Playing for Data: Ground Truth from Computer Games
Abstract
- The paper addresses challenges in creating large datasets with pixel-level labels for training computer vision models.
- It proposes a method for generating pixel-accurate semantic label maps using images from modern video games, such as Grand Theft Auto V.
- The technique leverages the communication between video games and graphics hardware, allowing for rapid propagation of semantic labels across images.
- Validations show that using this method can significantly enhance model accuracy with a reduced need for hand-labeled data.
Introduction
- High-capacity models in computer vision require extensive training datasets.
- Image classification datasets exist with millions of labeled images, but semantic segmentation datasets are often much smaller due to labor-intensive labeling.
- High-quality annotations take considerable human effort, leading to a “curse of dataset annotation.”
- The paper explores the potential of commercial games for creating large-scale, pixel-accurate ground truth data for semantic segmentation tasks.
Methodology
Data Acquisition
- Modern games like Grand Theft Auto V offer extensive, realistic environments essential for training models.
- Internal operation of commercial games is largely inaccessible, hindering detailed semantic annotation.
- The authors use a technique known as detouring to monitor and manipulate rendering commands between the game and graphics hardware.
- By hashing rendering resources, the approach allows persistent signatures for objects across different images and gameplay sessions.
Semantic Labeling Process
- Pixel annotations are created by utilizing a combination of mesh, texture, and shader (MTS) identifiers.
- Each frame is completely rendered twice:
- First Pass: Standard color image is generated.

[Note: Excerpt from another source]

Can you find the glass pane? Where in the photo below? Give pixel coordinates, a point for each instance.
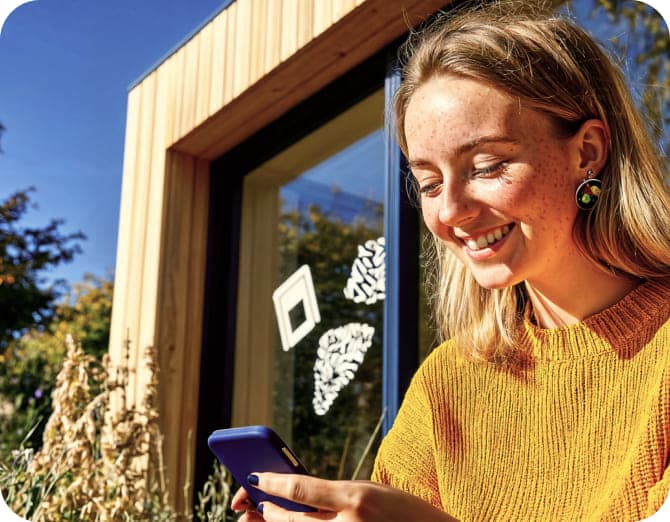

- Second Pass: Encodes resource IDs for pixel annotations.
- Patches of pixels sharing the same MTS combination facilitate automatic decomposition of images.
- An association rule mining approach helps in identifying and labeling semantic classes for patches, enhancing annotation speed and accuracy.
Results
Dataset Statistics
- The method successfully labeled 25,000 images in 49 hours, achieving an annotation density of 98.3% with an average labeling time of 7 seconds per image.
- Compared to other datasets like CamVid and Cityscapes, this approach shows a significant increase in the speed and scale of labeling, reducing annotation time drastically.
Evaluation of Semantic Segmentation Models
- Using labeled data from games enhances the accuracy of models trained on real-world datasets (CamVid, KITTI).
- Performance improvements were noted in mean Intersection over Union (IoU) metrics when using synthetic training data supplemented with real labels.
- Results indicate that training with as little as one-third of the CamVid dataset, when complemented with synthetic game data, outperformed models trained on the full dataset alone.
Discussion
- The paper's findings suggest modern video games can be a rich source for generating diverse and extensive training datasets for computer vision tasks.
- Future work could further explore extending this approach to real-time video streams and other dense prediction problems (like depth estimation).
- The contribution of this paper lies in highlighting the potential for effective data generation without the need for the source code or game assets, focusing on real-time image synthesis for training semantic segmentation systems.